世界はそれを愛と呼ぶ

第3節 無知は甘えだと

☪︎


『─続いてのニュースです』

無意味につけたテレビから、ニュースが流れる。

『……この地域は朝の時点では、晴れの予報でしたが』

突然の、天気の大荒れ。
それに戸惑う人々は、仕事の帰りを心配していた。

『また、この雨で交通規制をはじめ、土砂崩れなどの……』

そこで、テレビを消す。

「……あの子達か」

男はリモコンを置くと、そばにある刀に触れて。
徐に、重い腰を上げた。

久しぶりに窓から見上げる空は、曇天で。
このままなにも知らないフリ、見なかったフリができれば、自分は解放されるかも。……なんて、そんなことをした未来が、バッドエンドであることはよく知っている。

自分の無知が、愚かさが、甘えが、亡き妻をもっと追い詰め、苦しむ子どもたちを産んでしまった。

逃げ出した自分を強制的に連れ戻すことも出来るだろうに、それをしなかった両親や兄達は今、あの家で。

「─……相志」

小さく呟けば、そばに花びらが集い、彼が現れる。
朝霧相志。現在、唯一の直系たる朝霧家の当主。

最愛を亡くし、結婚はしないことを公言している彼で終わる朝霧家。
四季の家全ての能力を思うままにする、特別な一家。

「希雨を助けてくれないか」

「……それは、お願い?それとも、命令?」

「”お願い”」

春馬がそう言えば、相志は微笑んで頷いた。

「勿論。

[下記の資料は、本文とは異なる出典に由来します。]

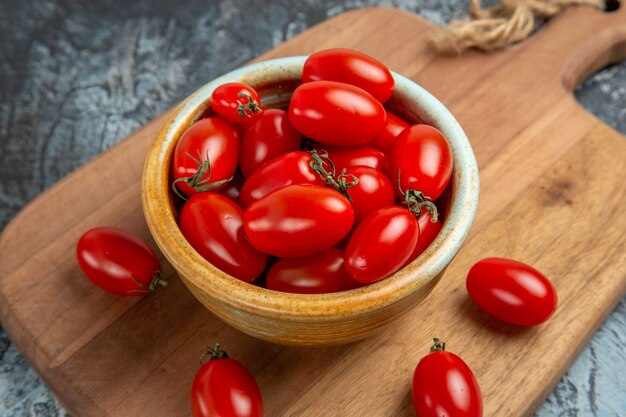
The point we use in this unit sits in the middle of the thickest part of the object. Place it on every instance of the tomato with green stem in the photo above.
(118, 261)
(421, 159)
(224, 387)
(371, 191)
(353, 156)
(444, 385)
(205, 157)
(287, 169)
(430, 226)
(395, 126)
(236, 102)
(384, 240)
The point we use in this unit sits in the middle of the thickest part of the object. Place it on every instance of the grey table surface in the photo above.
(77, 77)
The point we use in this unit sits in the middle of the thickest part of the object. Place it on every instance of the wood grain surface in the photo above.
(552, 178)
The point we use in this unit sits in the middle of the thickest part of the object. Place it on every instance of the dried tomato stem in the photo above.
(247, 109)
(215, 352)
(197, 180)
(415, 201)
(339, 183)
(157, 280)
(438, 346)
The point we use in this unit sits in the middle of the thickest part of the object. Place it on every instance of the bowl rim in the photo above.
(158, 209)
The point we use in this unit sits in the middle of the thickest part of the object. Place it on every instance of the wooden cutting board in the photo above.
(553, 192)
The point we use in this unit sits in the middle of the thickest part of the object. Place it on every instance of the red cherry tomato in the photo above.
(232, 188)
(443, 385)
(512, 291)
(428, 232)
(315, 274)
(395, 126)
(336, 114)
(349, 157)
(287, 169)
(350, 67)
(223, 387)
(213, 225)
(215, 137)
(118, 261)
(269, 136)
(381, 244)
(423, 158)
(371, 192)
(298, 220)
(236, 102)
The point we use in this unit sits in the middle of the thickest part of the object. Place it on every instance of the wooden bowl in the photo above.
(299, 319)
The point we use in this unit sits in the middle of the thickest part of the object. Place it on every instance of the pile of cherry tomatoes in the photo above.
(330, 194)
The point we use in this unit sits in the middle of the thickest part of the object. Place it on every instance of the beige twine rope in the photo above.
(499, 26)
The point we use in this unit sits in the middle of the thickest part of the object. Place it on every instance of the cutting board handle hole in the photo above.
(611, 5)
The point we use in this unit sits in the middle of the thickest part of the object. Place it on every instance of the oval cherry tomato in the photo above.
(315, 274)
(223, 387)
(269, 136)
(381, 244)
(236, 102)
(443, 385)
(213, 137)
(371, 192)
(336, 114)
(213, 225)
(298, 220)
(350, 67)
(423, 158)
(428, 232)
(511, 291)
(349, 157)
(384, 140)
(287, 169)
(232, 188)
(118, 261)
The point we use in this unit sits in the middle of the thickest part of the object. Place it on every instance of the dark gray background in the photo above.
(76, 77)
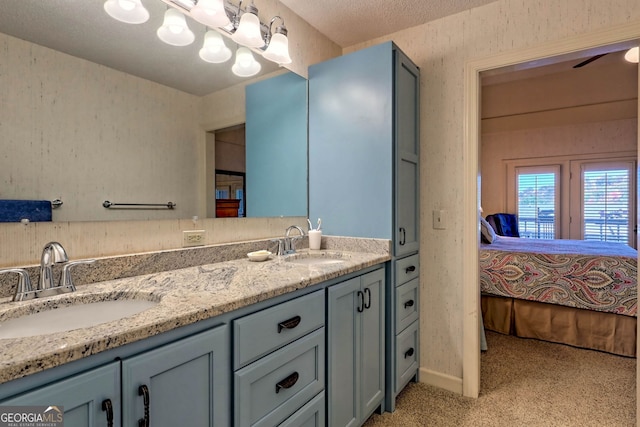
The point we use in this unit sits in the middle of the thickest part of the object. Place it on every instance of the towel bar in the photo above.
(169, 205)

─その前に、【掃除】しなくちゃいけないよね。御園家を出てからずっと、あの家に害をなしそうな奴らは消してきたけど……ここまできて、こんな大物が、ね。手始めに、複数の業界へ根回ししてくるね」

心強い、兄のような幼なじみ。
妻と彼と春馬、幼い頃はこの3人で過ごす時間がいちばん長くて、多くて、あの頃は何も知らなくて。

無知だったから、春馬は多くのものを傷つけて壊した。

『はるくんっ、置いていかないでっ』

そうやって泣き叫んだ妻に背を向けたあの日を、今も忘れない。
家を出てからわりとすぐ、彼女が死んだ日も。
泣けなかった自分に、春馬は耐えられなかった。